Taking away this money will cause nothing but the closing of facilities and the loss of people who can help the mentally disabled to live a productive life. Shouldn't they be entitled to live the American dream the best way they can? The only way they can is with the assistance of these facilities and services.

I hope Gov. Charlie Crist and the legislators in Florida are willing to give me the money I need to make sure my daughter gets the services she is entitled to. Since Florida is cutting out monies for the disabled, I will have to go through private agencies. I have yet to find a money tree that will be able to pay for that.

I am a single mother and I am concerned about the future of my daughter not only while I'm alive, but when I'm dead. Is she going to become one of the forgotten ones nobody cares about, left on the street because she is unable to take care of herself?

Jeanne Golda, Spring Hill


Put budget in clear language

I hope the residents of Hernando County are paying attention. Our state legislators couldn't agree on a resolution for our property tax dilemma, so now they will have to try again in a special session. Now we hear that our county would like to hit us from another direction.

Gas prices are already hurting every person in this county and there is no end in sight. Still, the county commissioners think this may be a good time to slip in a 3-cent increase? It feels as if our officials are chipping away at the solid foundation that brought so many people here in the first place.

Besides the local government debacles we are faced with, we also have state and federal issues wearing away at our quality of life. I thought our commissioners were working for the average folks, but I'm not sure that's the case.

We need a moratorium on all new taxes until we can all get back on our feet. This is no time to be asking for money. I, like many, have a lot of questions. Like why are we paving roads that are perfectly fine the way they are? Why does a fire station cost $1.4-million? And don't even get me started on traffic circles!

I would like to give our county the benefit of the doubt, so I am asking for a simple explanation, in lay terms, that will prove or disprove what many residents here believe. The information is public, so I ask the Times to please show us where the money is going. I would like to see comparisons of previous years to current data. I want to see the property tax base increases, spending allocations and everything else.

I have heard the argument that we are bigger now and that costs more money. Maybe so, but I want to see it in black and white. I think this is a reasonable request and I hope I am proven wrong.
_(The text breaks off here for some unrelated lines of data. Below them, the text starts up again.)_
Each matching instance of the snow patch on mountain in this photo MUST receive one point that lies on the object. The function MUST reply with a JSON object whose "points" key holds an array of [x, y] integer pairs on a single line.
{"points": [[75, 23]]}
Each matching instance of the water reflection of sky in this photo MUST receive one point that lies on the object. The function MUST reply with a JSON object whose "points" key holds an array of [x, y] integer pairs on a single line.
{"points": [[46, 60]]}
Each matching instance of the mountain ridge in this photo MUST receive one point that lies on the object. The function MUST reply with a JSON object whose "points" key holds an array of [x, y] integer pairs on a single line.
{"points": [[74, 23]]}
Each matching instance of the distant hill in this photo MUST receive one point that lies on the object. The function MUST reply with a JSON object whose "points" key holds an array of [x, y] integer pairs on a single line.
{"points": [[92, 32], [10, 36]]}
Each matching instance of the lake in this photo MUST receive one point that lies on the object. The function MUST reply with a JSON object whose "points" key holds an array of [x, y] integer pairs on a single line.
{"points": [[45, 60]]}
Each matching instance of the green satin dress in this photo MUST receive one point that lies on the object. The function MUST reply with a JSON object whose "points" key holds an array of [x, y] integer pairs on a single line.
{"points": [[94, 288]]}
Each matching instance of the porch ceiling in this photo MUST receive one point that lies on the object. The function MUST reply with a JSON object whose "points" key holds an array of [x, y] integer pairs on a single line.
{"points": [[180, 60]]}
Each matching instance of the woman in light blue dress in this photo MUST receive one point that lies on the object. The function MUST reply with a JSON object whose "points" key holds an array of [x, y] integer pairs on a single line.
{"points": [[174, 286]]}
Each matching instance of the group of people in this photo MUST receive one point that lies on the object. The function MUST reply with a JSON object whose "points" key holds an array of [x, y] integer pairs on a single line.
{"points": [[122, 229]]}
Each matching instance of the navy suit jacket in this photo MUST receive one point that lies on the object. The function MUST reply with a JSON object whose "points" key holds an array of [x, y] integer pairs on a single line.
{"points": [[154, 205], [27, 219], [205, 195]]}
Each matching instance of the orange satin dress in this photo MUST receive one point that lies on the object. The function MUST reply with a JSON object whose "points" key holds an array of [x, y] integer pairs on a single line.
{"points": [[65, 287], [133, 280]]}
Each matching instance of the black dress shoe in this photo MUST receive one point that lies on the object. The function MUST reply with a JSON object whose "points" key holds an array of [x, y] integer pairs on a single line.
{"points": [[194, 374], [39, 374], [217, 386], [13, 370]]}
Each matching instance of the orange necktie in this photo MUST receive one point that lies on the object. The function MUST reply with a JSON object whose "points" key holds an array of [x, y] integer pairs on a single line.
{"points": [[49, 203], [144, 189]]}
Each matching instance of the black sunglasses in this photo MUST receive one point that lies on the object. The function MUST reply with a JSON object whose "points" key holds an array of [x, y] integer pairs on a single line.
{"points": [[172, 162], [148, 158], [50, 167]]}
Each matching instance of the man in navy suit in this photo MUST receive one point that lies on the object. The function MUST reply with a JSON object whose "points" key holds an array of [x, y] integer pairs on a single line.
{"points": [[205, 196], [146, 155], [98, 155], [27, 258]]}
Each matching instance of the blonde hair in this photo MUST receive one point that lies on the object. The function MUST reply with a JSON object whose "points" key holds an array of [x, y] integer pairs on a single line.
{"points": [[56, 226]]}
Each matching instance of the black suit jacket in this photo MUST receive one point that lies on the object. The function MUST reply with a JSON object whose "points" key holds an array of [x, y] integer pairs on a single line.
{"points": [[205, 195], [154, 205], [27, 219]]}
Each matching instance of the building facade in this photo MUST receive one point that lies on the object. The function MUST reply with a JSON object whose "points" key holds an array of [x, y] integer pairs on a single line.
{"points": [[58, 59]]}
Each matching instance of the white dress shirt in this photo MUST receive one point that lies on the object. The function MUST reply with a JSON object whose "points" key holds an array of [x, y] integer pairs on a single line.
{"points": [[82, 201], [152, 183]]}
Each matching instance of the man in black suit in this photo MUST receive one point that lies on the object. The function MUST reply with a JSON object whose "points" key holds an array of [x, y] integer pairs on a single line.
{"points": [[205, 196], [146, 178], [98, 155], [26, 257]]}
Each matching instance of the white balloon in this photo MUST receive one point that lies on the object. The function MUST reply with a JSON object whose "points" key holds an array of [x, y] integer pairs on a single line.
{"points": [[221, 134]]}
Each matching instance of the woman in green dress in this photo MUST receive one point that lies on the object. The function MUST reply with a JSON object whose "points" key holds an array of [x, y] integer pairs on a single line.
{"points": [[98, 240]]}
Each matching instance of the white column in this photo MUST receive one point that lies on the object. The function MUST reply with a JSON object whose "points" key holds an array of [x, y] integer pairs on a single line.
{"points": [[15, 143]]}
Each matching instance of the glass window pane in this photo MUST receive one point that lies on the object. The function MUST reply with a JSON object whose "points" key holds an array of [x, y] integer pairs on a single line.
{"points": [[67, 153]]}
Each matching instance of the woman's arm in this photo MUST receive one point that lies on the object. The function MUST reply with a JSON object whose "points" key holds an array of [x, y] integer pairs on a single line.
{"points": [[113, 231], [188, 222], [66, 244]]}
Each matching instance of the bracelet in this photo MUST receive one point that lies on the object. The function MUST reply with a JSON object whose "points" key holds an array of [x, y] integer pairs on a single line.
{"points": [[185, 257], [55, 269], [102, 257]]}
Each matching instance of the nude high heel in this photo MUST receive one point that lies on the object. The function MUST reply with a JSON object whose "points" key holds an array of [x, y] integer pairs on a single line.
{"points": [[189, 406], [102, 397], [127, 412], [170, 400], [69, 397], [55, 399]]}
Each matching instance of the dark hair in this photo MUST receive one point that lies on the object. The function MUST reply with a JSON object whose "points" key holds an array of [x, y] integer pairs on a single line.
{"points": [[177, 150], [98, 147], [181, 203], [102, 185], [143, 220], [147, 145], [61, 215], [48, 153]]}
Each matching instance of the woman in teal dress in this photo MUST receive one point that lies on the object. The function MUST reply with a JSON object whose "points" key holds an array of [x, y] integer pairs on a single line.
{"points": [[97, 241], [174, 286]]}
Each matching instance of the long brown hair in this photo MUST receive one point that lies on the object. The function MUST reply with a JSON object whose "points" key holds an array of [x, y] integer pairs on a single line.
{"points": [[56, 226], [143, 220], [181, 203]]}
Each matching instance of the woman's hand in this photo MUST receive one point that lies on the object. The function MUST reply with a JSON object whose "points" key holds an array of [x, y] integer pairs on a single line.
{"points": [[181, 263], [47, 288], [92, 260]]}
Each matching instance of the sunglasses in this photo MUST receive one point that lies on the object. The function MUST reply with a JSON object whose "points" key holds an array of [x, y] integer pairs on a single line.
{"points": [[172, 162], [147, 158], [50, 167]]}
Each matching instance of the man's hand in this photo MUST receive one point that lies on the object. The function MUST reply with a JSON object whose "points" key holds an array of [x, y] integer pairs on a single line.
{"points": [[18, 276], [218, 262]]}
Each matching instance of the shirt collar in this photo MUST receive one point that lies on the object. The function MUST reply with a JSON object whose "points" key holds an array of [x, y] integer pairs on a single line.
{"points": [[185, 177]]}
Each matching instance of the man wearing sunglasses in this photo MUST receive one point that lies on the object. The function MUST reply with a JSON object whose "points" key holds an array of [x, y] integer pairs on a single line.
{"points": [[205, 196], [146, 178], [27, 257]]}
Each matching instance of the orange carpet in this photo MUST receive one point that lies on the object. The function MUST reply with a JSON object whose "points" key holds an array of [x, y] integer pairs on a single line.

Patrick Foley, Spring Hill


Attack victims deserve feedback 

Re: Dog owners, do the right thing letter by Shannon Casel, May 10

Since my small 18-pound Bichon was savagely attacked and mauled by a pit bull while I was walking him on Oct. 25 of last year, I can understand her frustration with the system.

I encountered the same resistance when reporting the attack on my dog. I insisted that the pit bull be classified as a dangerous dog and was led to believe that it would be so.

However, the owner still has the dog, has no signs posted, he chains him to a tree in an unfenced yard and walks him with no muzzle. Something obviously went awry.

The state statutes are pretty clear and Hernando County's ordinances follow state guidelines. One big problem seems to be that the injured dog owner receives no feedback regarding the outcome of the case, and, secondly, Animal Control determines whether the dangerous dog deserves to be classified as such.

Perhaps when this pit bull has killed at least three dogs he will then be classified as such and then when he kills again - and he will - he may then be humanely destroyed.

There are other dogs in my neighborhood running free and frightening people to the point where most neighbors no longer walk and none will walk with a dog on a leash for fear of being attacked.

By the way, to whom do we report a nuisance dog or dangerous dog before 8 a.m. and 5 p.m., and on weekends and holidays? It would be nice if the county commissioners could look into the Animal Control situation and put some teeth into its enforcement procedures. Feedback to the injured party, in the case of a dangerous dog attack, would be equally nice.